Ya  han pasado dos navidades sin ti,en realidad son tres mas la primera no cuenta,no sentía ,no vivía sin tu presencia.Esa presencia que lo inundaba todo  y que siempre ponía color y calor a nuestro hogar. Dos navidades que significan dos años sin ti, sin tus miradas, sin tus sonrisas, sin tus palabras, sin tu aliento  y sin tus caricias.

Cada año que tenemos que comenzar sin ti, es como una nueva vida que empieza para nosotras, pelear con este camino que nos toca recorrer juntas y  sin poder detener el tiempo, sin poder pararnos para desear que estés de nuevo a nuestro lado, que tus brazos sirviesen de nuevo de nuestro cobijo, de nuestro abrigo. Y no te imaginas lo que nos cuesta.
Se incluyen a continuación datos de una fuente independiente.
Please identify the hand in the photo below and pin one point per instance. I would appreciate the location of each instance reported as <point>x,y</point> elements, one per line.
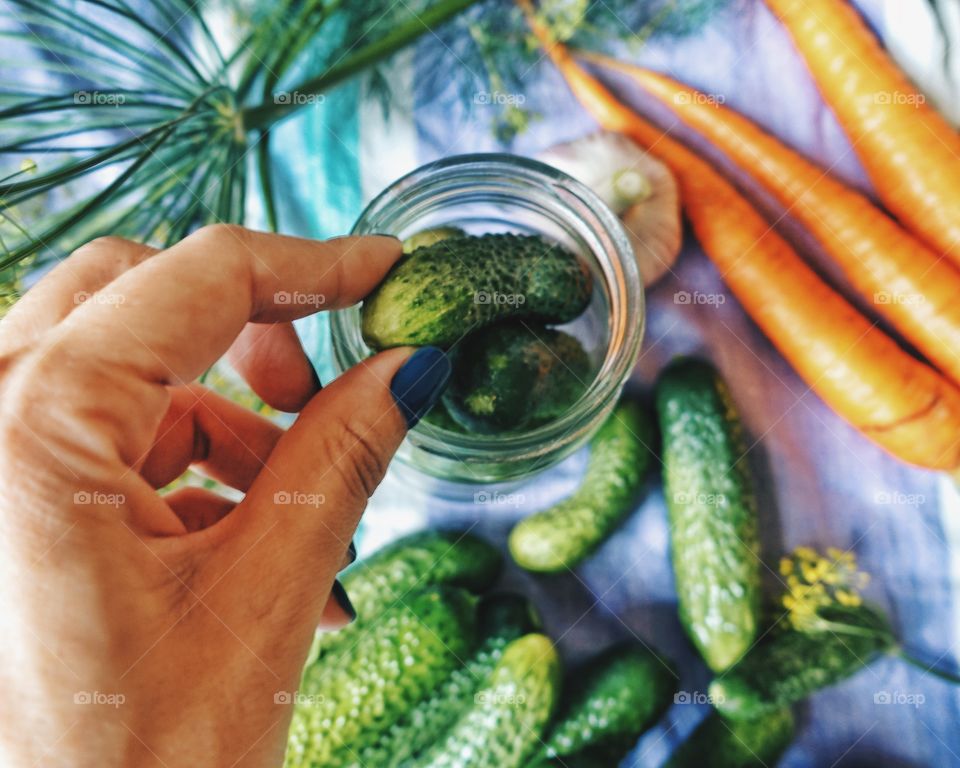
<point>164,630</point>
Es cierto hay días que son verdaderas escaladas hacia la cumbre, pelear con la pereza de los momentos sin ti, de saber que al regresar a casa vas a seguir sin estar allí esperándonos, sin poder disfrutar de tu compañía porque todo eso nos lo quitó la vida, nos lo robo  la muerte.
Pero, también es cierto que, hay días en los que nuestro caminar es como un paseo relajado, quizás no disfrutando de las vista que nos rodean, pero al menos en silencio tranquilo, sosegado. Recordando lo que nuestra alma sabe, no comprende, no razona pero que está aprendiendo a llevar con dolor pausado. Con ese duelo dulce y sereno que nos devuelve tú recuerdo y sin ese  llanto desgarrador que nos ha consumido, que nos ha destrozado. A veces con vagas sonrisas cómplices nos devuelve instantes de nuestro pasado. Ese, ese que nos refleja imágenes tuyas, nuestras, fugaces en el pensamiento, que nos permite avanzar,  y nos empuja  hacia adelante para que podamos seguir con nuestro deambular.


¿Sabes? Creo que cada día voy consiguiendo levantar un poco más la cabeza para pelear conmigo misma, para luchar como tú  querías y para enfrentarme a lo que me queda por vivir, como tú decías, como tú querías. He tenido que reinventar mi existencia, las ganas de seguir peleando y sobre todo intentar recuperar las sonrisas. Esas que tantas veces me robabas, me mordías, me besabas… esas que eran tuyas…
Es complicado saber que quieres seguir luchando, y que quieres seguir viviendo, que quieres seguir sintiendo, porque tengo el dolor de no tenerte, de no poder sentir, sentirte y sentirme como cuando estaba a tu lado. Por otro, la dualidad de la vida, seguir viviendo, de querer seguir sintiendo, la necesidad de ser una persona que necesita sentir, para sentirse viva, que no sabe si necesita estar sola cuando teme tanto a la soledad. Cuando necesita vida y sentimientos para vivirla. Sé que sigues ahí, que me empujas, que  guías en cada uno de mis pasos para sea como sea recupere mis sonrisas, mis ilusiones o mis sueños. Que camine pausada o ligeramente, pero que no cese en recuperarme y en seguir hacia adelante, peleando, luchando, pero sobre todo recuperando  los anhelos, las miradas, las sonrisas… 


 

…..Como tú  me decías, como tú me querías alma mía.

 

domingo, 16 de febrero de 2014

¡Ay vida mía ....



¡Ay vida mía qué duro es intentar levantar la mirada y no encontrar la  tuya! .Esa mirada que tanto amo, esa mirada que tanta vida me ha dado, esa mirada que ahora está apagada, que quiero encender de nuevo, y no puedo.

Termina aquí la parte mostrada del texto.